0

Koszyk

Oprócz podstawowych potrzeb, nosimy w sobie potrzebę wzrostu i rozwijania siebie. Pojęcie samorozwoju często utożsamiane jest z działaniem na przekór osobistych, jak i zewnętrznych ograniczeń. Każdy z nas spotkał się ze sloganem mówiącym o tak zwanym ‘wychodzeniu ze swojej strefy komfortu’. Rzadko dostrzegamy, że aby się rozwijać potrzebna, a może nawet i niezbędna jest akceptacja. Jej rolę podkreślał między innymi Carl Rogers czy Abraham Maslow. Ten ostatni w swojej teorii zaznacza, że podstawą zdrowia psychicznego jest realizacja indywidualnego potencjału w oparciu o jego zaakceptowanie i poznanie.

Przyjmuję to, kim jestem.

Bezwarunkowa akceptacja, czyli nieoceniająca postawa wobec siebie to kluczowy element samorealizacji.

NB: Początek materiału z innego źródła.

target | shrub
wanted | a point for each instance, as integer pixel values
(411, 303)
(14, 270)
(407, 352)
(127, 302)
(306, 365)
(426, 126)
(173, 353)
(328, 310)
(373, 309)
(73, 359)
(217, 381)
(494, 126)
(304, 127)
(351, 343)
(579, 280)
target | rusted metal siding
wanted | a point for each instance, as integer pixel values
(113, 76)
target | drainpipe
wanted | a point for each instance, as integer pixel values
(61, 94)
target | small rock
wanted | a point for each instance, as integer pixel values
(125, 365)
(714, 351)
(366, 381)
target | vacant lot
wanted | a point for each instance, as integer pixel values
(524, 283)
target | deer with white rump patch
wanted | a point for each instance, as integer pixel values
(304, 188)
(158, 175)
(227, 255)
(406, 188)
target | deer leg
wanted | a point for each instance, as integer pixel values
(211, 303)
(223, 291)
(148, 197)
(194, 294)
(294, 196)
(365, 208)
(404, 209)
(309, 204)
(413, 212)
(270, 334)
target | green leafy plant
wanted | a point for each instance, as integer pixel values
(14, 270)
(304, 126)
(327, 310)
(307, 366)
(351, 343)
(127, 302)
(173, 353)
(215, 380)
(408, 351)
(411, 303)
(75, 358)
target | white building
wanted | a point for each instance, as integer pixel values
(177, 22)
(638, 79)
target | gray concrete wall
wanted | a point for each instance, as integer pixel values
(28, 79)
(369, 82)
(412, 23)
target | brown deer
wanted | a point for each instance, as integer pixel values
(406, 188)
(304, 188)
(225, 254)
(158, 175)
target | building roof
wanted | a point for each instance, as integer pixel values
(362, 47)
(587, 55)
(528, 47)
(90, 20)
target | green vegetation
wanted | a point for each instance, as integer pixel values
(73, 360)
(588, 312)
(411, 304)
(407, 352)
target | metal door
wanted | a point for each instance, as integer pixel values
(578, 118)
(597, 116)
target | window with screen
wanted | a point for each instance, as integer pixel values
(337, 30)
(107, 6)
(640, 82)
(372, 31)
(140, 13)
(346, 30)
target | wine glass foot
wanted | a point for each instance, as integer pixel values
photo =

Zaakceptowanie zarówno swojego potencjału, jak i ograniczeń, stwarza przestrzeń na ujrzenie siebie w realnym świetle. Przeszkodą w tym procesie może okazać się rozbieżność między ja-realnym, a ja–idealnym. Różnica między wspomnianymi obrazami siebie może być na tyle duża, że w konsekwencji pozostajemy w nieustannym rozczarowaniu sobą. Zwłaszcza w sytuacji połączenia zaniżonej samooceny i wygórowanych wymagań wobec siebie. Warto zaznaczyć, że akceptacja to proces wymagający czasu i wysiłku. Jakiej części siebie nie potrafię jeszcze w pełni zaakceptować? Jakie stawiam sobie wymagania, by czuć się wystarczająca/y? Co przeszkadza mi w przyjęciu siebie takiego jakim jestem?

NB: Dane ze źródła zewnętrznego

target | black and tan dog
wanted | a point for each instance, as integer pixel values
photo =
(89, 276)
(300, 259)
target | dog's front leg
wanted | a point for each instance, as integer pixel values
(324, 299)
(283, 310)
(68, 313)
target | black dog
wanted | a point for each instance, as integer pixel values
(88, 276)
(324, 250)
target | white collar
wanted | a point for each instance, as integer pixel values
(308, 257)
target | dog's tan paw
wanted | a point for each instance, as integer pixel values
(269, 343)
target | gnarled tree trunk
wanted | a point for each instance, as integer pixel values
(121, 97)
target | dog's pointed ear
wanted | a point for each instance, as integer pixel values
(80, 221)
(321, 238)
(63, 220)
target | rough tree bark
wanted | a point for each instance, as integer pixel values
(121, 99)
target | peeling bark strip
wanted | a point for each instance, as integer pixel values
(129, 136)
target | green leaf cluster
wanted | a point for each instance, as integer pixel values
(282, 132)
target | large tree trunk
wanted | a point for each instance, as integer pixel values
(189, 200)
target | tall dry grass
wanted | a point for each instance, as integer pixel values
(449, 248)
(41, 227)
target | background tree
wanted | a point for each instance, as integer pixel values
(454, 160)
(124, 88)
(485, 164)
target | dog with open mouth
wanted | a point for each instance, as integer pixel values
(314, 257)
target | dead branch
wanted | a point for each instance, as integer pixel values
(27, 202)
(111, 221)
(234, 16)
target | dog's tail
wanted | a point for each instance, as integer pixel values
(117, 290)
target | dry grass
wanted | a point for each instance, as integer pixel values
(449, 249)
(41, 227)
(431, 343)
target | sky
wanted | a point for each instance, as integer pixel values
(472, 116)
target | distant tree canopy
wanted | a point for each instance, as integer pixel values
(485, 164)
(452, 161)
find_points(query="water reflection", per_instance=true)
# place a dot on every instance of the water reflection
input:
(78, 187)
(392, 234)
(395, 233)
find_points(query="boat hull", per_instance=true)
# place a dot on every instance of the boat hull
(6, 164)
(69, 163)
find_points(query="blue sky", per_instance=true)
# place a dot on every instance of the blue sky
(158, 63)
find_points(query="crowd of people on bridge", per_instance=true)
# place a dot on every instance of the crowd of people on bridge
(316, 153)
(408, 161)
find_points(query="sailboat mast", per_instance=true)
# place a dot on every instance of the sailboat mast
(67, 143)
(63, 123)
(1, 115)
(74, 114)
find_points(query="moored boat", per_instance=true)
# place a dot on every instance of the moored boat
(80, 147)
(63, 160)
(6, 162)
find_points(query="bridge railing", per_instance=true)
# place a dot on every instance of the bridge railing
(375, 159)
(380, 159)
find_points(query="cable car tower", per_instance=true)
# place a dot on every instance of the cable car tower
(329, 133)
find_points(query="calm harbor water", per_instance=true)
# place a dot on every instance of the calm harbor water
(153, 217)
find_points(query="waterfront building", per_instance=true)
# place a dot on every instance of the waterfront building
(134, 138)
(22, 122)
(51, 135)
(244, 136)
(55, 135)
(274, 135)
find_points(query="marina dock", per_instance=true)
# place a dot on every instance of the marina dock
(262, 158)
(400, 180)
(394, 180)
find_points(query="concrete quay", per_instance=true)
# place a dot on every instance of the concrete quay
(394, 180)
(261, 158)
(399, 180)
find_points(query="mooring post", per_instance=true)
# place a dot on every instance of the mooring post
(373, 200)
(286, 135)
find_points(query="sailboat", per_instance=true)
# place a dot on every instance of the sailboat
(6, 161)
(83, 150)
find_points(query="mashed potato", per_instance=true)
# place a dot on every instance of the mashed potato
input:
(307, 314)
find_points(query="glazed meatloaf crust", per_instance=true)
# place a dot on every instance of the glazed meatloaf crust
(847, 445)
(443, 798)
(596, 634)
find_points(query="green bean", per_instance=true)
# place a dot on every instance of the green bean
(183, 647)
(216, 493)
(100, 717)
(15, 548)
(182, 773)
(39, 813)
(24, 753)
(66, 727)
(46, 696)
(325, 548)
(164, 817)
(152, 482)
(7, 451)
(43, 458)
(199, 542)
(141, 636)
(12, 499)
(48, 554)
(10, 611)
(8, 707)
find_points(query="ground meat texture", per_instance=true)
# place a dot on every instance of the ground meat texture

kolaż autorstwa Marii Obarskiej

Boję się i działam.

Realizacja swojego potencjału wymaga sprawczości i odwagi. Przed podjęciem działania mogą powstrzymywać nas różnego rodzaju lęki. Co, jeśli odniosę porażkę? A jeśli nie jestem dość dobra/y? Bywa tak, że lęk bezwzględnie nas paraliżuje. Osłabić go może przyjęcie akceptującej postawy wobec trudnych odczuć. Praktycznym narzędziem jest zastosowanie myśli zaradczych, które konstruktywnie nas wzmacniają. “Nawet jeśli odniosę porażkę, to wciąż pozostanę wartościową osobą” czy “X jest dla mnie ważne, dlatego fakt, że czuję lęk jest czymś naturalnym”. Oswojenie swoich lęków pozwala na podjęcie działania w zgodzie ze sobą.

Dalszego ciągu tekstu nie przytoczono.